La giunta delle immunità parlamentari del Senato ha deciso a maggioranza di salvare dal processo che il tribunale dei ministri voleva fare partire Corrado Clini, che fu ministro dell’Ambiente durante il governo guidato da Mario Monti. Clini era accusato di molti reati gravi, come turbativa d’asta in associazione per delinquere e la corruzione per avere gestito un piano di finanziamento alla green economy del Montenegro forzando le procedure, favorendo le società che dovevano realizzare i lavori e avendone un tornaconto anche economico per se stesso e per la compagna Martina Hauser.
Le indagini
Nella richiesta del tribunale dei ministri mandata ancora la scorsa legislatura si sosteneva che «il Clini, abusando dapprima della sua funzione, disponeva ingenti risorse economiche del Dicastero di appartenenza, apparentemente finalizzate all’implementazione di progetti diretti all’efficientamento energetico e alla riduzione dell’impatto ambientale di attività antropiche, ma in realtà sin dall’inizio anche destinate a società riconducibili al Clini medesimo e alla sua compagna, Martina Hauser…». Secondo i magistrati infatti sarebbe dalle indagini «stata comprovata l’esistenza di un’associazione convergente sulla figura di Corrado Clini, creata al fine di poter attingere, grazie anche alle società riconducibili ai sodali dell’organizzazione, più fondi possibili da quelli destinati dal Ministero dell’Ambiente italiano alle varie attività di sviluppo ambientale avviate in Montenegro». Fra le utilità ricevute a titolo corruttivo i magistrati citano «l’affitto fittizio pagato per l’utilizzo dell’abitazione di proprietà di Martina Hauser, compagna di Corrado Clini, da parte della DFS Montenegro Engineering doo ed alla quale, dal 01/07/2008 al 02/07/20.13, sono stati certamente erogati euro 151.800, probabilmente da aumentare a euro 175.800. Nell’arco temporale (06/12/2011- 01/04/2013) in cui Corrado Clini era Ministro la Hauser he ricevuto euro 48.000 (…) Nell’arco temporale (05/12/2011-11/03/2013) in cui Corrado Clini era Ministro il medesimo e la compagna hanno ricevuto servizi per euro 115.000».
Il no del Senato
Il relatore della autorizzazione a procedere, il forzista Adriano Paroli, per motivare il suo no (poi approvato a maggioranza dalla giunta) ha sostenuto che «le attività del ministro Clini si pongono in senso coerente con quelli che erano i principi ispiratori della politica governativa dell’epoca, con particolare riguardo alla vocazione europeistica dell’Italia e alle politiche per lo sviluppo e la crescita, trasfondendoli nel settore di pertinenza del Ministero dell’ambiente. Nel caso di specie, appare evidente dagli elementi sopra richiamati come il perseguimento di un preminente interesse pubblico sia consistito, da un lato, nel tentativo di promuovere la conversione verde soprattutto dei paesi di nuova economia e in crescita, tra i quali rientra il Montenegro, dall’altro, nel promuovere progetti tesi a sostenere l’adesione del paese balcanico all’Unione europea». Secondo la tesi di Paroli, condivisa da molti altri senatori alcuni pure di opposizione, se anche si fosse turbata una gara d’appalto per perseguire finalità pubbliche coerenti con il programma del governo, il reato non potrebbe essere perseguito. Ma Paroli stesso si è reso conto che la “finalità pubblica” in caso di corruzione – e quindi di interesse chiaramente privato – diventava difficile da sostenere, e ha proposto di respingere la richiesta dei magistrati senza citare il reato di corruzione, in modo che il Tribunale dei ministri potesse inviare una seconda richiesta di autorizzazione a procedere solo per il reato corruttivo.

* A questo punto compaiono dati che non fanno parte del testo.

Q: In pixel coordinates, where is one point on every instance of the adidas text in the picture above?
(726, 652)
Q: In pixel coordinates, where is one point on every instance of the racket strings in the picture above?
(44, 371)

La proposta di Paroli però è stata ritenuta inammissibile dal presidente della giunta, Dario Franceschini, che ha sostenuto la mancanza di precedenti su “una doppia via”, imponendo di dire un sì o un no in blocco valido per tutti i reati di cui Clini era stato accusato. Per questo la scelta definitiva messa ai voti è stata quella di salvare Clini dal processo per tutte le imputazioni. La giunta ha votato a maggioranza e ora a settembre quel voto che salva l’ex ministro di Monti dovrà essere confermato o bocciato dall’aula dove la stessa maggioranza che ha detto no in giunta avrebbe i numeri per ripeterlo. Sarà interessante vedere se quel giorno sarà presente e prenderà la parola il capo del governo di allora, quel Monti che oggi è senatore a vita.